A Meal Plan for Backpackers

Backpacking is an activity riddled with challenges. I mean, you limit your safety, shelter, and comfort to what you can carry on your back and spend days away from anything resembling civilization, sometimes dozens of miles removed from the nearest town! One such challenge found in this is bringing not only enough food for your trip, but the right kind of food. The kind that will keep you energized with calories, carbs, and proteins, but still tastes good. Today, I’ve provided you backpackers with some tips to help you plan your meals accordingly when hitting the backcountry, so keep reading to learn more.

The average backpacker burns anywhere from 2,500 to 4,000 calories on a trip. Of course, this number will vary depending on the individual’s metabolism, as well as the activity involved, but the bottom line doesn’t vary: ingesting enough calories is crucial. If you’re wrestling with how much food will be enough, pack a little more (an extra day’s worth is enough). Just be sure to not pack so much that your pack becomes overly cumbersome.

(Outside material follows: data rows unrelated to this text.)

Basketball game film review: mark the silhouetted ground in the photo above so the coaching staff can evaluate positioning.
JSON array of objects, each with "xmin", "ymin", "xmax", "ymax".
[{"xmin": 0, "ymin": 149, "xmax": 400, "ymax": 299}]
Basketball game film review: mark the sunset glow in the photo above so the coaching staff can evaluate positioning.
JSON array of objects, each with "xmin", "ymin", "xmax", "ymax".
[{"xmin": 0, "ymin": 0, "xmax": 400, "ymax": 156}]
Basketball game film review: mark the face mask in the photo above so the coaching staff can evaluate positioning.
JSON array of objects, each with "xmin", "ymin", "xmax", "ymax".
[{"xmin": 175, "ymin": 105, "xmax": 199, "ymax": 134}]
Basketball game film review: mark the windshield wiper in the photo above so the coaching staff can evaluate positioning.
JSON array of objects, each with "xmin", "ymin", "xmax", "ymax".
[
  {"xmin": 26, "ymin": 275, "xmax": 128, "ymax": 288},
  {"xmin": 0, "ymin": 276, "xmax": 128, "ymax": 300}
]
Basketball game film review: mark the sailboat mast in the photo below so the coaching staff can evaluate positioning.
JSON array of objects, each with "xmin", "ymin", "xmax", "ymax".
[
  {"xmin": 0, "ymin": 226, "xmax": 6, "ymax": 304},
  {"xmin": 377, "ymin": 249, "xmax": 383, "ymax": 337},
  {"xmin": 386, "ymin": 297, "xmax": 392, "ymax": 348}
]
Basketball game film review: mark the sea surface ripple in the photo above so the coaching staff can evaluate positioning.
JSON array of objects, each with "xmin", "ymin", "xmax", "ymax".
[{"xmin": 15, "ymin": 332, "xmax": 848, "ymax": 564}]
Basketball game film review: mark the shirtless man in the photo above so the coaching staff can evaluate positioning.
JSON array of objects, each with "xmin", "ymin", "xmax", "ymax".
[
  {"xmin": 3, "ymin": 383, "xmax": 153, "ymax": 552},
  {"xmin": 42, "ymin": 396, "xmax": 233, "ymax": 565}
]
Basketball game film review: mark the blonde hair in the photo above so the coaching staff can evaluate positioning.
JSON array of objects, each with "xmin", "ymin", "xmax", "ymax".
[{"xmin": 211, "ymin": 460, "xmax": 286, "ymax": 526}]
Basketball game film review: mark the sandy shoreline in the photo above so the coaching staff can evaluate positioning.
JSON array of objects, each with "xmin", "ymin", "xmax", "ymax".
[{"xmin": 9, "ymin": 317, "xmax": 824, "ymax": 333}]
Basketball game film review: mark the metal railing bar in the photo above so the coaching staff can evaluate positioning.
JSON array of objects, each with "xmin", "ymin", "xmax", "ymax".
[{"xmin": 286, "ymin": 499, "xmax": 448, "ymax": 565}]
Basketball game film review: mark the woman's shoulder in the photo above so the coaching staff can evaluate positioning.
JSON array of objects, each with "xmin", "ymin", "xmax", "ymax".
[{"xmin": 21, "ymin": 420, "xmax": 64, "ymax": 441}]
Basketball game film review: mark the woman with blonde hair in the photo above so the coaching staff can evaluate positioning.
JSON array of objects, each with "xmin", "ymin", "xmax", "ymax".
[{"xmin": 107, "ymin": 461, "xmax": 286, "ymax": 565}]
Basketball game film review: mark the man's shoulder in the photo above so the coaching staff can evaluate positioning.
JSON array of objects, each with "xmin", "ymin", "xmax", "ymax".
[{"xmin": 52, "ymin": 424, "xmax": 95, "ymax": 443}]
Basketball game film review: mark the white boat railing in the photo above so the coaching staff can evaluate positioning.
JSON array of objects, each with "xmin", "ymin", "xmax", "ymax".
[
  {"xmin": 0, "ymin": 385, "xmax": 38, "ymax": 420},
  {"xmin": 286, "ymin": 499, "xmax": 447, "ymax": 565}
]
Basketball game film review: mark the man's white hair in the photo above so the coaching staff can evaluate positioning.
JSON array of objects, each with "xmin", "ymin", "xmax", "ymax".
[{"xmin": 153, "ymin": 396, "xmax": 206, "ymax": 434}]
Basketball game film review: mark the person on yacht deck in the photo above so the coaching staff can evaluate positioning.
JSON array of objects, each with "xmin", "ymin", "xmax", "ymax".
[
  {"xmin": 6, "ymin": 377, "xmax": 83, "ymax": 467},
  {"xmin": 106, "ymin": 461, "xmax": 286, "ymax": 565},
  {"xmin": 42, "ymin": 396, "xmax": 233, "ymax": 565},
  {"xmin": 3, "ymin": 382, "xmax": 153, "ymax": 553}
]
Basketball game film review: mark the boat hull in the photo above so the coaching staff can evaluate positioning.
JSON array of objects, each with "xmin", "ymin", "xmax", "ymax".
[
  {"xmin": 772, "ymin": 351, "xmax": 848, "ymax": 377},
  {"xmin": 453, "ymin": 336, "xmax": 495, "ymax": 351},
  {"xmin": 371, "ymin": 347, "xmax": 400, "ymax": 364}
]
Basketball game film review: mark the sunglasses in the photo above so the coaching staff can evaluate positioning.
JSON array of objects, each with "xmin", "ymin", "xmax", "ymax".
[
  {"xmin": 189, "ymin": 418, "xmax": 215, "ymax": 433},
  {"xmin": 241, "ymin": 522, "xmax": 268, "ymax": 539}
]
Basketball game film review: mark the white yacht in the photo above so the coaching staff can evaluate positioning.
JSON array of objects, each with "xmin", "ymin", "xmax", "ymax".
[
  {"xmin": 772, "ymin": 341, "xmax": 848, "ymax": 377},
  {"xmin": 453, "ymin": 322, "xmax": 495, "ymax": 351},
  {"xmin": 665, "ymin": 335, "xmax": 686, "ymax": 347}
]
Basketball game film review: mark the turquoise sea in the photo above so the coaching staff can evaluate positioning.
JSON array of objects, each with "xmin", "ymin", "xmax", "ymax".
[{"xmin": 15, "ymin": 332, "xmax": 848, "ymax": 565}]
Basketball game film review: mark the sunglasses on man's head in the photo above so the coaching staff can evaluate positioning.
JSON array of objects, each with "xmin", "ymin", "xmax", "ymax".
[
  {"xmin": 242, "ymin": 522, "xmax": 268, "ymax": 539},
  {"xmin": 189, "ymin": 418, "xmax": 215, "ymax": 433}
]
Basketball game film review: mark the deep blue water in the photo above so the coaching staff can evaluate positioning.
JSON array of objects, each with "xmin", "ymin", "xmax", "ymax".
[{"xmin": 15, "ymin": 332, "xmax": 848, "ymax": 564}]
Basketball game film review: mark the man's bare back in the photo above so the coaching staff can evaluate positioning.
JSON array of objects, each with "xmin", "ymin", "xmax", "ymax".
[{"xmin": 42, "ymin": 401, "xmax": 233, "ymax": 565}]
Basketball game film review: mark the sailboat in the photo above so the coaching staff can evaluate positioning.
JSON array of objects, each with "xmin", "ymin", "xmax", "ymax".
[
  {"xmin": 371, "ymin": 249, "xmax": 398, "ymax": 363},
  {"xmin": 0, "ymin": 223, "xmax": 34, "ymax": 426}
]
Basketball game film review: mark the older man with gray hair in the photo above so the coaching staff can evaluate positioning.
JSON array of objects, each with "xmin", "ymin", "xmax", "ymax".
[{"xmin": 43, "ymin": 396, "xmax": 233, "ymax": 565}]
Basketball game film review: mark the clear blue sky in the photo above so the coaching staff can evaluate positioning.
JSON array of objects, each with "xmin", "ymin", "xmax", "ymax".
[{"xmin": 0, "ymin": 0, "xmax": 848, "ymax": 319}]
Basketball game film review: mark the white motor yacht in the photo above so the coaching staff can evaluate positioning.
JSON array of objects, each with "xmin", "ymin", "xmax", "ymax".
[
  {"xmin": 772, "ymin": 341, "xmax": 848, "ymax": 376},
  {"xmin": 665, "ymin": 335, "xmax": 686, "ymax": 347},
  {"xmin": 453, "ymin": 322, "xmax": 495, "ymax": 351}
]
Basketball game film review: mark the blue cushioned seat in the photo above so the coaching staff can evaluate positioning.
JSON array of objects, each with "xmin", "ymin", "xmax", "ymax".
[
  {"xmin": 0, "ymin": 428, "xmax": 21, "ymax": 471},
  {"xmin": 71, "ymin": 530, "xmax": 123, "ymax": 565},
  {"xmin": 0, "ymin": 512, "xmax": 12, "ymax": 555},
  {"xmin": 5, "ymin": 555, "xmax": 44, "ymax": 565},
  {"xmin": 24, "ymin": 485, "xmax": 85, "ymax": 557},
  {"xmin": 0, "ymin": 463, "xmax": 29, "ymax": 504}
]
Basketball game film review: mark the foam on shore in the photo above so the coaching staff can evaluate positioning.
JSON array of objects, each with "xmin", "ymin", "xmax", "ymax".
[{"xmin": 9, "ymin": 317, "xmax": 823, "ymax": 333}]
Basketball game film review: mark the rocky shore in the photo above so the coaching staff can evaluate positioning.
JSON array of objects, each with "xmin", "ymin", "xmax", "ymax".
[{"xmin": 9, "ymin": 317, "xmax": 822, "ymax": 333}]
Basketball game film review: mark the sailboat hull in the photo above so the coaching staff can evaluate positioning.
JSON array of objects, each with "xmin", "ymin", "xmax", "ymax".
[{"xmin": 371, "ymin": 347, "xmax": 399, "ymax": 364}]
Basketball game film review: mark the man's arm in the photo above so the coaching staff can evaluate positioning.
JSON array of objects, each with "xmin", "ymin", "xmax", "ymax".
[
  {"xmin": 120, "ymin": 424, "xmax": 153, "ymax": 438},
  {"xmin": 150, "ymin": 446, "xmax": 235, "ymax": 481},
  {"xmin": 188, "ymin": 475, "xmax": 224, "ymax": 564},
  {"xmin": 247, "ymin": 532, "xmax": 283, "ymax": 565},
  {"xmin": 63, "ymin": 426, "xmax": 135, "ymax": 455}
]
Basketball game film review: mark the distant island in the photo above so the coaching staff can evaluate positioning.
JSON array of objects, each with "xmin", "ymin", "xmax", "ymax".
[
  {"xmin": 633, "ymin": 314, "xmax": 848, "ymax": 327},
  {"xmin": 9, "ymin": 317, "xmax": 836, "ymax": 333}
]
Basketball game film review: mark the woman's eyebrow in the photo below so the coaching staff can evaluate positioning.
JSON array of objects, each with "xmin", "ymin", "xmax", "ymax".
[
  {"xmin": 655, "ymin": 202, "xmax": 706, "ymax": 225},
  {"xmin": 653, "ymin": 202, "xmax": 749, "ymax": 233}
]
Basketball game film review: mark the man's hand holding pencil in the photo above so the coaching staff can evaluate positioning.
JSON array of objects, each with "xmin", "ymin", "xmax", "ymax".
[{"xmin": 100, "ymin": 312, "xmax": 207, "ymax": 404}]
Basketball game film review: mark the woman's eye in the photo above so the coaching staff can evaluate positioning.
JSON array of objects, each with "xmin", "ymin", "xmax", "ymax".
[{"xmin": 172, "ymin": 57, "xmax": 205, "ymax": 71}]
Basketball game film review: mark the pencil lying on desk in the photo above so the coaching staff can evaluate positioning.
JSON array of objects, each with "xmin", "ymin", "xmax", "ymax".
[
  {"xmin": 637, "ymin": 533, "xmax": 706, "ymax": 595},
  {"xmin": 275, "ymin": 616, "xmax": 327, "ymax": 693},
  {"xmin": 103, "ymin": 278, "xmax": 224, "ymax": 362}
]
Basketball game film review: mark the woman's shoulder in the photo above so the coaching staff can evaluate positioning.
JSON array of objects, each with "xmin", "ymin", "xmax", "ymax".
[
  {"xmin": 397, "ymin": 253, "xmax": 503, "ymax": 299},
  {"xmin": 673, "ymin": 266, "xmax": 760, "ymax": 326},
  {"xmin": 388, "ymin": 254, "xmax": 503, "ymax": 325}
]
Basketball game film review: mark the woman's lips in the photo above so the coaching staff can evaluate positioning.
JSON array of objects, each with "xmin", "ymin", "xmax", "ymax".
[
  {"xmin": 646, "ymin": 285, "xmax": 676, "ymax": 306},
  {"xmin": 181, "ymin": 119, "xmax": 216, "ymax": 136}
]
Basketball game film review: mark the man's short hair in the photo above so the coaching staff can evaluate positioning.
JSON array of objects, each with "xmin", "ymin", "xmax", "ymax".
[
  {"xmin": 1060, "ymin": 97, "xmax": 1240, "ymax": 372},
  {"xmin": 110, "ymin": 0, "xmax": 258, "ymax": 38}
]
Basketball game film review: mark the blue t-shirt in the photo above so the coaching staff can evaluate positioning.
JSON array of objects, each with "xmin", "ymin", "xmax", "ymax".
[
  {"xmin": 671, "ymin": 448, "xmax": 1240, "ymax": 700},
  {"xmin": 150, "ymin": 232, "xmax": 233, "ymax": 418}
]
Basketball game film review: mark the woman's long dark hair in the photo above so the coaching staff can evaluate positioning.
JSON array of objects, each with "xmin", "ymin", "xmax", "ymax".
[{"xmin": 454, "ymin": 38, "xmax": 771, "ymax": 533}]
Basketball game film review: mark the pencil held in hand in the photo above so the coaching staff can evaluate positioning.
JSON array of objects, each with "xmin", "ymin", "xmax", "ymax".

There are a few factors to take into consideration when deciding what food to bring on your backpacking trip. As I’ve said, calories are important because they provide energy and fight fatigue and headaches caused by hunger. You’ll also want to make sure the food you bring contains a good amount of carbs and proteins, such as nuts or dried fruit. Furthermore, try to keep your foods lightweight and small, for obvious reasons; leave that turkey leg or head of lettuce at home. Easy preparation important things to consider, as well, since you may not always be able to build a fire or boil water. Finally, when it comes to taste, you shouldn’t have to sacrifice your preferences, even in the backcountry. Your trip will be miserable if you only brought food that is healthy, but doesn’t taste good to you.

Breakfasts on the trail can vary heavily from person to person. For some, it’s as easy as an energy bar, while for others, it’s as involved as eggs and coffee. It really depends on how much you want to clean up afterwards. Popular options include dehydrated eggs, oatmeal, granola, dried fruit, or breakfast bars.

Lunch is a little trickier, since the smart idea is to spread lunch out across several snacks over the course of the day, rather than one meal. Try to stick to an eating schedule, rather than waiting until you get hungry, too. This is commonly known as “grazing.” Again, dried fruits are great for this, as are nuts, jerky, and even easily transportable foods like bagels or carrots.

For most, dinner is seen as a reward for a long day on the trail, and rightfully so. You get to rest, wind down, and recharge after a grueling hike. There are some who go into Iron Chef mode and whip up full meals over the fire, which is great, but then there are some who are content with combining snack foods into a buffet. If you brought along packaged or freeze-dried meals, be sure to also bring along a collection of spices to add some zest. Pasta, such as Ramen noodles, is a great option, along with tuna, soups, instant potatoes, and instant rice.

Meal planning for a backpacking trip is an important step in the trip process. Failing to pack nutritious foods, or enough food, can not only result in a miserable trip, but potential health and safety risks. Bring food that gets the job done, but also food that you actually like and enough of it, and your trip will be full of memories rather than grumbling stomachs.